President Putin Affirms Pure Orestnik Missile Russia Innovation, Not Soviet: Ready To Produce Mass

JAKARTA - President Vladimir Putin insists the new hypersonic ballistic missile fired in Ukraine this week, Oreshnik, is Russia's innovation, not the modernization of Soviet relics and is soon mass-produced.

President Putin on Friday said Russia's medium-range hypersonic ballistic missile system was not an upgraded version of the former Soviet version, in line with the latest and modern developments.

"The Orestnik system has nothing to do with modernizing the old Soviet system," President Putin said, launching TASS on November 22.

"Obviously that we are all raised by watching various systems of the Soviet Union operate, we are all raised by what the previous generation did, and to some extent we use their results," he explained.

"However, this system is indeed the main result of your work, work carried out in Russia's time, under Russia's new conditions, it was done on the basis of modern and recent developments," President Putin added, while speaking at a meeting with the Ministry of Defense's executive board, representatives of military industrial complexes and missile weapons designers.

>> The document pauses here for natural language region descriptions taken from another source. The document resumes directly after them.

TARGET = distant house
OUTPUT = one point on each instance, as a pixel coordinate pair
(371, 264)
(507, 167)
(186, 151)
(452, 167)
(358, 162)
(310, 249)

President Putin said the missile would begin mass production to be supplied to Russia's Strategic Missile Forces.

"We need to launch mass production. Let's say a decision has been made that the system will start mass production," said President Putin.

"Basically, it's already happened," he added.

The Kremlin's leader stressed, given the special force of the weapon, "the weapon will be given exactly to the Strategic Missile Troops."

Earlier, President Putin and the Russian Ministry of Defense confirmed an attack with a new hypersonic ballistic missile, Oreshnik, on military target in Dnipro, Ukraine on Thursday.

President Putin in a evening address broadcast on television said in response to Western decisions to allow in-depth strategic attacks on Russia, using weapons given by the US and its allies, Moscow used the Orestnik medium-range hypersonic ballistic missile for the first time.

"There is no way to counter the missile at this time," President Putin claims.

"Oreshnik attacks the target at a speed of Mach 10, or 2.5 to 3 kilometers per second," said President Putin.

"The modern air defense system and missile defense systems deployed by America in Europe cannot intercept such missiles. That is impossible," he said.

Fabian Hoffmann, a doctoral researcher at Oslo University who specializes in missile technology and nuclear strategy, said the most significant aspect of the missile was that it carried MIRV (multiple independent targetable reentry vehicle) payloads.

Russia chose the weapon "for the purpose of signaling," he said.

"This payload is exclusively associated with nuclear-capable missiles," he added.

Meanwhile, the head of the GORKI Center in St. Petersburg University who is also former Austrian Foreign Minister Karin Kneissl said Russian President Vladimir Putin responded to NATO (North Atlantic Treaty Organization) and West provocative policies by firing missiles that could not be intercepted by their air defenses, said Karin Kneissl, a former Austrian foreign minister and head of the GORKI Center at St. Petersburg State University.

"In the western world governed by simplified black and white instincts, such responses highlight the complexity of what is at stake in general and more precisely for their anti-missile systems," he explained.

"Both the US and other countries in the world currently do not have an air defense system capable of intercepting Russia's new hypersonic missile," he said.